Kerry’s Reeks District – selected as one of the top places in the world to visit by Rough Guides in 2019 – has launched its next step for increasing visitor numbers to the region with new branding, a new website and new photography.

The website is much expanded from the region’s previous online presence and showcases the Reeks District’s amazing natural amenities from MacGillycuddy’s Reeks to the Blue Flag beaches of Inch and Rossbeigh, as well as amazing things to see and do in the region.

It also gives local businesses the tools to market themselves to a wider audience under the umbrella of the ultimate Reeks District guide. The web solution is based on a new trend in the tourism industry where travel booking engines are bypassed by locals coming together to create booking and enquiry systems with great functionality and a sleek user interface, but without fees being paid to a third, private party.

Photography for the project was undertaken by a group of landscape, architecture, interior and fashion photographers. The shoot took place over more than 30 locations across 10 days and the photographers were briefed to show the Reeks District exactly as it is, in its full glory, regardless of rainy days and stormy winds. ‘Models’ for the shoot were local enthusiasts, passionate about the activities they partake in.

The launch, which also sees a rebranding of the Reeks District’s Visitor Centre in Killorglin’s Library Place and a new visitor map, is part of a three-year project that began in 2021 and is aimed at radically increasing the Reeks District’s tourism market share and providing long-term sustainable growth, particular in the shoulder seasons of spring and autumn.

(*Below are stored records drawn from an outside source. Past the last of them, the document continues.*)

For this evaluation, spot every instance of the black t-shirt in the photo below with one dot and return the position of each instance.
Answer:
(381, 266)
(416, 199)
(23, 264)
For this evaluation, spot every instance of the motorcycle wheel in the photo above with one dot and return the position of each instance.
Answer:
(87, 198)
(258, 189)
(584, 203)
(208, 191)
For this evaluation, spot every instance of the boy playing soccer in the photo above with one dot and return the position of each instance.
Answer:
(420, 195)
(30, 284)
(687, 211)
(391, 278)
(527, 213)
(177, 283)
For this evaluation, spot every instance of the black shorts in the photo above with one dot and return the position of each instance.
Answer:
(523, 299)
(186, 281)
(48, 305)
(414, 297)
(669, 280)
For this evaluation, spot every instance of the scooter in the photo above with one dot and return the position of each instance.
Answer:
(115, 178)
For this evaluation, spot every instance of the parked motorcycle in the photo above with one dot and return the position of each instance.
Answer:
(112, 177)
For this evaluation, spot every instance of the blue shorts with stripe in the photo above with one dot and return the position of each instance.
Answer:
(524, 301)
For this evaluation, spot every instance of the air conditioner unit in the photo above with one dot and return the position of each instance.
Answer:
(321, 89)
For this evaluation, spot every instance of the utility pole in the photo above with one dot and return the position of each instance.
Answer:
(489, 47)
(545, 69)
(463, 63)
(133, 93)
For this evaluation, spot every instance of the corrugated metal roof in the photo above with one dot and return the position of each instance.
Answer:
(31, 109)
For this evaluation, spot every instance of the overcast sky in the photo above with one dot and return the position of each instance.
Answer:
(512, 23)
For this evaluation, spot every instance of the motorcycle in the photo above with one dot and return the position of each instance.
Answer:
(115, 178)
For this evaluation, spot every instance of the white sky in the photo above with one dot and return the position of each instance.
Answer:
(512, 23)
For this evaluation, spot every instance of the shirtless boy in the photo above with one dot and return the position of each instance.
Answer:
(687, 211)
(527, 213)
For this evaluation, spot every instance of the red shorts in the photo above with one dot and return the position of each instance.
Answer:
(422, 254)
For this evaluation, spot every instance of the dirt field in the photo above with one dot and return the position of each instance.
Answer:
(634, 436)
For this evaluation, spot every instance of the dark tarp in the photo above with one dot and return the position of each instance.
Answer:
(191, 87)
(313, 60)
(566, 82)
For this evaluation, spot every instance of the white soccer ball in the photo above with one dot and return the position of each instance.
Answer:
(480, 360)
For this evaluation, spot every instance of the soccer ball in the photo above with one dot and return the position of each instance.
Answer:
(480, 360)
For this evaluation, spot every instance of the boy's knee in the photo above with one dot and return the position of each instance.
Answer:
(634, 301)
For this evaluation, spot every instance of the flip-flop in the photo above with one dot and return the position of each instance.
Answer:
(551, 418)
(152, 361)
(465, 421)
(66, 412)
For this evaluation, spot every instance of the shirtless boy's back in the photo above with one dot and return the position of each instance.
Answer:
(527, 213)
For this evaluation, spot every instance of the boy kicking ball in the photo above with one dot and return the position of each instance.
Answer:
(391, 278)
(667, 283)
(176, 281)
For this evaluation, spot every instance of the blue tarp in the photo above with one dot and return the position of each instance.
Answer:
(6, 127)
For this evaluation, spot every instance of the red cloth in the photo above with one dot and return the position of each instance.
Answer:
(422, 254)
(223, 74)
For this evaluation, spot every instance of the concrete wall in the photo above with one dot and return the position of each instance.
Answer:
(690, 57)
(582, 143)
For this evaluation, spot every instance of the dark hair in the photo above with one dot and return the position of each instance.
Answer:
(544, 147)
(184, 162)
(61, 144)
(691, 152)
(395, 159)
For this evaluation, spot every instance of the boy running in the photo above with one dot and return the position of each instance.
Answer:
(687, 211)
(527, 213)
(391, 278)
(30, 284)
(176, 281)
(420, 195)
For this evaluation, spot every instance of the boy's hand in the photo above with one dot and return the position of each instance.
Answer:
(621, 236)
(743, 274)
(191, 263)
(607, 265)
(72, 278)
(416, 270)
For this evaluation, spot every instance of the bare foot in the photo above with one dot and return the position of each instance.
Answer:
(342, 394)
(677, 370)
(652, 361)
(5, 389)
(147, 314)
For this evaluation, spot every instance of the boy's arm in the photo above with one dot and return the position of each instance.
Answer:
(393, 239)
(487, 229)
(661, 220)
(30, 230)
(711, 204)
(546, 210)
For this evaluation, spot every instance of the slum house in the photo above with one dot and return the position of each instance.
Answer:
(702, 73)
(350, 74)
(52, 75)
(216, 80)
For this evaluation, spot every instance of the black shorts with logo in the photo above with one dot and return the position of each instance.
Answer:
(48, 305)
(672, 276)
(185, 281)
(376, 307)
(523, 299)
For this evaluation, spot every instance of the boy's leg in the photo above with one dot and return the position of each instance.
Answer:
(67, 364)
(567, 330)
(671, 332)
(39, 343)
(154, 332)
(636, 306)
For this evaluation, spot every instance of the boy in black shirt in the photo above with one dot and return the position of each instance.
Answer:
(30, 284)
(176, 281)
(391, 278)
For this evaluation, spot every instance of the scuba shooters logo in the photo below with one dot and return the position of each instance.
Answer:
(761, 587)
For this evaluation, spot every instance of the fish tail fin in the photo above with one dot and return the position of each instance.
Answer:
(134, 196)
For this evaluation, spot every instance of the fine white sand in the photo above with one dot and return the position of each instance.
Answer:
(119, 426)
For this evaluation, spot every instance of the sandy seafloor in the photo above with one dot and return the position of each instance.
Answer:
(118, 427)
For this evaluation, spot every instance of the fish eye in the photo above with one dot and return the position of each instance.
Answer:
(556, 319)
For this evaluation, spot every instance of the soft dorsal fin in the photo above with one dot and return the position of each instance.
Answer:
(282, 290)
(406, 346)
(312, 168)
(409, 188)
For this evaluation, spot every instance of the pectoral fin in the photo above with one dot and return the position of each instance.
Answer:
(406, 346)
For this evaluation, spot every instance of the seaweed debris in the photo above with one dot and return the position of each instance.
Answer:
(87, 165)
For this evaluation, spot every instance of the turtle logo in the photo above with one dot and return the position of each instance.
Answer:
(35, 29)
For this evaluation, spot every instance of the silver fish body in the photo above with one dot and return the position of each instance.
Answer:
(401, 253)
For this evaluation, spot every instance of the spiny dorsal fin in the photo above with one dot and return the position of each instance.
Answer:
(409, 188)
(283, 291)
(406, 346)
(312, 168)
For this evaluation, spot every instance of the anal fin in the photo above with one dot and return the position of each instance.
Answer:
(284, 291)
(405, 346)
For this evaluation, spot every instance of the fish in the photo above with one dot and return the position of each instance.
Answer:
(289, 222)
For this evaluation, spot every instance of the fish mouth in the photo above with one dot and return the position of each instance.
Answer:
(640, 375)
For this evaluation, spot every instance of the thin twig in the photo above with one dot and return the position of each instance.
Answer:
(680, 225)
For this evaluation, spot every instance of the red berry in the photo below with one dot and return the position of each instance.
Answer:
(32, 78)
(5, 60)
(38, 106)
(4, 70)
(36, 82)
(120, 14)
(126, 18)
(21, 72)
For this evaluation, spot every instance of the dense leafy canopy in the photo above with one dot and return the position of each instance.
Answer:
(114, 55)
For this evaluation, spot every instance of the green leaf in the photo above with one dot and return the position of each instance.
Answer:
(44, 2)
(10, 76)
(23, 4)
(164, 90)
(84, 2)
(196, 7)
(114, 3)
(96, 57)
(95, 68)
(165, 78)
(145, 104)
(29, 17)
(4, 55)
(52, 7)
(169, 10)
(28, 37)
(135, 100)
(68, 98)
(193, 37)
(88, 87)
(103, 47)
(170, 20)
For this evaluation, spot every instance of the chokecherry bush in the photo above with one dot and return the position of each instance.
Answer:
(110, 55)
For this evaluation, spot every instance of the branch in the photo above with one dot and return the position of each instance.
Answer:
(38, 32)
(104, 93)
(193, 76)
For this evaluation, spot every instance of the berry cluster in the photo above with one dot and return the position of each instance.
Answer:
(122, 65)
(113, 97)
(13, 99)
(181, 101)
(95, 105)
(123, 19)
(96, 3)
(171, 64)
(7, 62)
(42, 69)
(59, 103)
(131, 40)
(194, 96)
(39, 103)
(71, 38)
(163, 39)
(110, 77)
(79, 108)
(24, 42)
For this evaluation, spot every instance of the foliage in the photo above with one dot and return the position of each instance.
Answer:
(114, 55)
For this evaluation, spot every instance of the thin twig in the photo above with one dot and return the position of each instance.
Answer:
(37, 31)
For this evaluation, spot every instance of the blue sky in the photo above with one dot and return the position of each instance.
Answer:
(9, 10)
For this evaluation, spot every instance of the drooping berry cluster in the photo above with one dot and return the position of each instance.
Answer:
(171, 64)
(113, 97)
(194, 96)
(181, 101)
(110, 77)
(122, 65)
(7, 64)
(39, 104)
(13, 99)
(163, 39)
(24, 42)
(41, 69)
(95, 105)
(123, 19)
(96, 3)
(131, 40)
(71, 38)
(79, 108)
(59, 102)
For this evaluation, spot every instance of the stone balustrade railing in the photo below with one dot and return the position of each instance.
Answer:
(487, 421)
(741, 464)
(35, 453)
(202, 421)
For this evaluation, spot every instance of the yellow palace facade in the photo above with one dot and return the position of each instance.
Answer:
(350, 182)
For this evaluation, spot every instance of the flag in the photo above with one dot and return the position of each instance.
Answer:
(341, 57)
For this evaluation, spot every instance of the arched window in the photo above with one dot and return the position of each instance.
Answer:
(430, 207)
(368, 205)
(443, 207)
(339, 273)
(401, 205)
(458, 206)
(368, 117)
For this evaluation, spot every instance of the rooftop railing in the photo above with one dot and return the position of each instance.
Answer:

As a not-for-profit organisation, funding for the three-year improved marketing drive has come from a number of sources, including membership subscriptions. In 2021, 20-plus local business owners came together to help the programme, providing investment that will total some €500,000 by the end of this initial three-year project in 2024. Funding from other sources, including the Department of Rural and Community Development, LEADER, Kerry County Council and Failte Ireland have also been secured.The project is also supported by the Department of Employment Affairs and Social Protection and sponsored by Killorglin Community Council.

Tourism is seen as a valuable area of growth for the Reeks District. Like many other regions, visitor numbers suffered during the Covid-19 crisis and the new marketing efforts will help build on the pre-pandemic success of the region following its 2018 re-brand from Mid Kerry.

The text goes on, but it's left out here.